Pela cara dele, com certeza não está só irritado. Quer dizer, essa não é a cara que ele faz quando está irritado, preocupado, estressado ou tudo isso junto. Será que ele está com ciúmes? Eu não paro de sorrir.
— É o seguinte, eu exclui noventa e cinco porcento das merdas que você postou ontem. — conta-me, mostrando o celular.
— Nós — corrijo. — Você me gravou dançando e isso não foi legal.
— Ah, sobre isso... — ele suaviza a voz e o olhar. — Me desculpa por isso. Por tudo, na verdade.
— Quê? Tudo o quê? — me sinto perdido.
— Ter te gravado — ele ergue o dedo indicador, iniciando a lista. — Dado zoom onde não devia, ter te chamado de gostoso... Eu vejo isso como assédio.
— Então eu também te devo desculpas, porque te agarrei toda hora e ainda dancei olhando fixamente para você. Aposto que você ficaria constrangido se não fosse pela bebida — pontuo e eu ergo meu mindinho para que ele prometa comigo. — Vamos fingir que nada disso aconteceu.
Ten respira fundo e gruda o seu mindinho ao meu, então apertamos e selamos nosso acordo. Eu sei que pode ser infantil, mas eu nunca descumpri uma promessa de mindinho e, internamente, prometo a mim mesmo que deixarei de gostar de Ten como um par romântico para mim. Ele não vai ficar comigo, ele não vai se fixar em mim. Eu não sou um bom solo para ele criar raízes.
E das poucas fotos que ele deixou na conta, eu me contento por ser as que estávamos sorrindo, nos divertindo, quando eu apoiei minha cabeça no seu ombro e ele fingia morder o meu galo vermelho. E também quando eu estava debruçado na mesa, praticamente morrendo, e Ten grudou sua bochecha à minha e sorriu tão lindamente que meu coração derrete e faz uma poça de amor nos demais órgãos.
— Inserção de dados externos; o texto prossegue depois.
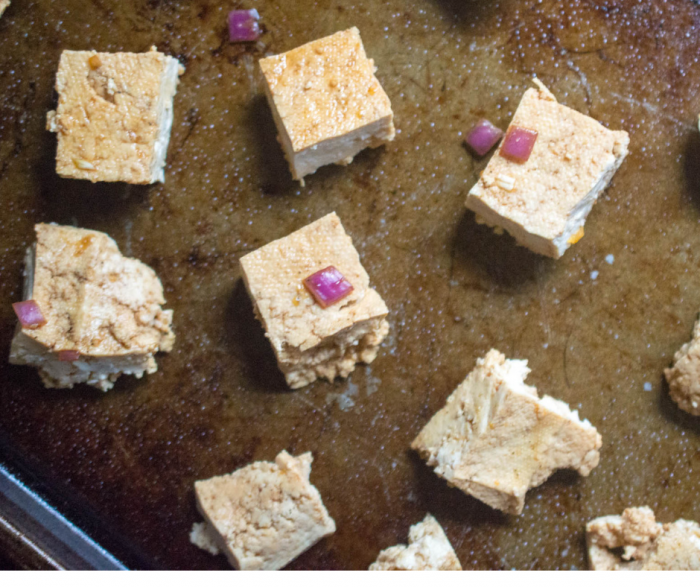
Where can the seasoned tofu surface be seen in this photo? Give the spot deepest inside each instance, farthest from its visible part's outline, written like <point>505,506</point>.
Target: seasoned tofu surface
<point>636,541</point>
<point>311,341</point>
<point>428,550</point>
<point>266,514</point>
<point>684,376</point>
<point>325,89</point>
<point>544,202</point>
<point>495,438</point>
<point>327,103</point>
<point>96,302</point>
<point>114,115</point>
Quem é que vai limpar essa bagunça dentro de mim? Eu estou morrendo de overdose, meus tecidos chacoalham de excitação, parece que meu corpo enlouqueceu e um certo decimal é a droga-antídoto causadora do meu delírio amoroso. Se eu não sair vivo deste sentimento, avise à minha mãe que às vezes o amor brinca de McDonald's: na tv os hambúrgueres são grandes e elegantes, mas quando abro a caixa, aquela coisa não passa do meu mindinho do pé.